GR 'Streets' (death and/or afterlife)

jbor jbor at bigpond.com
Fri Apr 18 18:14:53 CDT 2003


on 19/4/03 4:07 AM, pynchonoid at pynchonoid at yahoo.com wrote:

> The
> fictional world he creates includes an afterlife,
> personalities that continue to exist after death,
> realms of consciousness beyond what science can
> account for.  And lots of other stuff, too.

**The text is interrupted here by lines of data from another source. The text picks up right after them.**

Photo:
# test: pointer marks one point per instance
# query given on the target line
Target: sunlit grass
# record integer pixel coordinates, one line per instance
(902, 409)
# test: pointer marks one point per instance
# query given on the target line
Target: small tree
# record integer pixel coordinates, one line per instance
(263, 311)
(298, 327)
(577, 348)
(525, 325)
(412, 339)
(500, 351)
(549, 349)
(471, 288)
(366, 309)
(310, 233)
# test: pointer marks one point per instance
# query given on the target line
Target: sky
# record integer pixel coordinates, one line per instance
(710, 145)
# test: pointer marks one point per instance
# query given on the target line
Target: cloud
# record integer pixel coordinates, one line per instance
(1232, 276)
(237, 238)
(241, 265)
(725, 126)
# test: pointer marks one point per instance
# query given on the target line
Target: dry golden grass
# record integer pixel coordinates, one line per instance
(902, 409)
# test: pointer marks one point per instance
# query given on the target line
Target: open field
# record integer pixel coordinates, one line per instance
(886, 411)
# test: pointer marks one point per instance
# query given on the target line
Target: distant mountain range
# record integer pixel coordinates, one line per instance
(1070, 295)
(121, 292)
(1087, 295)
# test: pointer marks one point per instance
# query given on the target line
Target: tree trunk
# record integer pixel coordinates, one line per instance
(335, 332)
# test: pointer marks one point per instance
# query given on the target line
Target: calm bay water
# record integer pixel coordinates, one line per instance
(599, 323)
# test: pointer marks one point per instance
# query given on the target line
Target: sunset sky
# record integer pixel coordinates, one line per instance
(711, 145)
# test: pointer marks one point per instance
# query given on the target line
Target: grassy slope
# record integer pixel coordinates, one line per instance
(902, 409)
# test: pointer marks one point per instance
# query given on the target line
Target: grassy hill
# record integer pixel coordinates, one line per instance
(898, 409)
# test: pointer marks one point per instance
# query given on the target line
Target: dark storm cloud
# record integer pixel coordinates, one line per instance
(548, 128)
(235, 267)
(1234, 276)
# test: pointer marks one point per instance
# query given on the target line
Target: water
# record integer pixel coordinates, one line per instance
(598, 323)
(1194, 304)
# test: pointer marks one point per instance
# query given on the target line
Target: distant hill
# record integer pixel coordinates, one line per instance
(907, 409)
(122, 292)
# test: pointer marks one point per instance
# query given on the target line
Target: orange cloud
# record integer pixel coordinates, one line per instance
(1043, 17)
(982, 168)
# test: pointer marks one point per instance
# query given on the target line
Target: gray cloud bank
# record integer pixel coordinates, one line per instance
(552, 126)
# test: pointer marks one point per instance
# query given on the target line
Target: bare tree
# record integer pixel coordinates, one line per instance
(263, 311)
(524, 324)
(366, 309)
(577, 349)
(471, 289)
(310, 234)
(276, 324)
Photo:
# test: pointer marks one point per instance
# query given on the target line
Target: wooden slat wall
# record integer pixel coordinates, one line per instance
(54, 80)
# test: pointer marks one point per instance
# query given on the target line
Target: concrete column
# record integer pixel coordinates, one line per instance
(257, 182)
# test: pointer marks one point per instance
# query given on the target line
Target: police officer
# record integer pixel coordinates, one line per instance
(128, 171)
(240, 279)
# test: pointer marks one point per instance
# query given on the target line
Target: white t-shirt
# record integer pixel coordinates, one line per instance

Rebekah in _M&D_ would seem to support this. Then again, she's only ever
apparent to Mason, but there are other things, as you note: the dream-dagger
which materialises, the Golem etc. I think we can mostly agree that
organised religion cops a bad rap in Pynchon's work, irrespective of
personal beliefs. And perhaps, as Terrance might be arguing, it is just the
bureaucratisation of belief or process which is condemned (eg. the
Counterforce).

My original point had nothing to do with whether or not Pynchon believed in
a god or gods, or whether or not readers believe or don't believe. I don't
think that beginning one's arguments with "I'm not a Christian but ... " or
"I don't support the war but ... " is anything more than a rhetorical ploy,
particularly when the correspondent then goes on to give 25 justifications
for the war or a lopsided pro-Christian rant about the text. Likewise,
accusing people of projecting their own beliefs onto the text is just
another form of ad hominem.

And I do agree that Pynchon's texts allow the possibilities of afterlife and
supernatural phenomena, in different shapes and forms. Of course, these are
not confined to the sorts of things which a Christian worldview would always
agree with. And, at times, as in the chaplains paragraph or the earlier
"Miraculous Medal ... carcasses" passage, the text also allows or uses the
possibility that there is no afterlife: it also allows the possibility that
a god or gods do not exist. This is where "both/and, not either/or" comes
into play, as one of the identifying features of postmodern fiction.
Different, purportedly mutually exclusive, ontological systems coexist as
possibilities within the text. And, in my opinion, this type of pluralism
and respect for what different people and different peoples do and don't
believe is a healthy thing for human society in general.